Yeon-Hee Kwak is an oboist to watch out for. Mind, another two discs like this and she will have completely exhausted the repertoire. Innovative six channel surround mix is included, although what use that is for unaccompanied oboe music is beyond me.
A French conductor let loose on Bruckner with a German orchestra, whatever next? Cambreling retains tight control throughout, which is great in the climaxes, but he looses some magic in the quieter sections.
An anniversary release from the Tallis Scholars, who again demonstrate their mastery of the renaissance repertoire.
Not recent releases, these, but still worth looking out for. Somewhere between Brahms and Schoenberg, with the skill of the former and neurosis of the latter.

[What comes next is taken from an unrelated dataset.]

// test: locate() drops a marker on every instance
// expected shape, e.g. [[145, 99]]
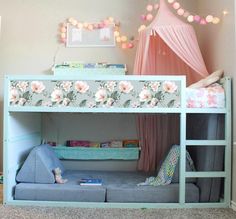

DG usually only promote geriatric figures when it comes to the piano. Alice Sara Ott delivers a performance of Liszt that fully justifies thier change of heart: passionate, intense, yet always precise and focussed. Excellent.
This is how I like to hear Palestrina. A small, professional choir, singing with utmost accuracy and recorded in vibrant SACD. Sung in a lower pitch than usual (for reasons that the liner explains in detail) but without any loss of brilliance.
If you know the Harnoncourt/Leonhardt Bach cantata cycle, you’ll know what to expect. The difference here is the use of a mixed choir (rather than boy’s voices), world-class soloists, the Musikverein acoustic, and recording technology that is 25 years younger. He’s still going strong at 80.
Very Russian Bach – firm touch and an architectural approach to the form of every movement. Like Glenn Gould, but without the angst.
Rattle, Vienna Philharmonic, Beethoven 9 – expectations run high, and are not disappointed. Bit slow in the Adagio, perhaps, but otherwise an exemplary performance.
So there you have it. And if you still have some cash burning a hole in your pocket after those purchases, you could do far worse than the new Lohengrin from Semyon Bychkov. There’s not a weak link in the cast, the conducting is electric, and the SACD sound is demonstration quality. Buy it.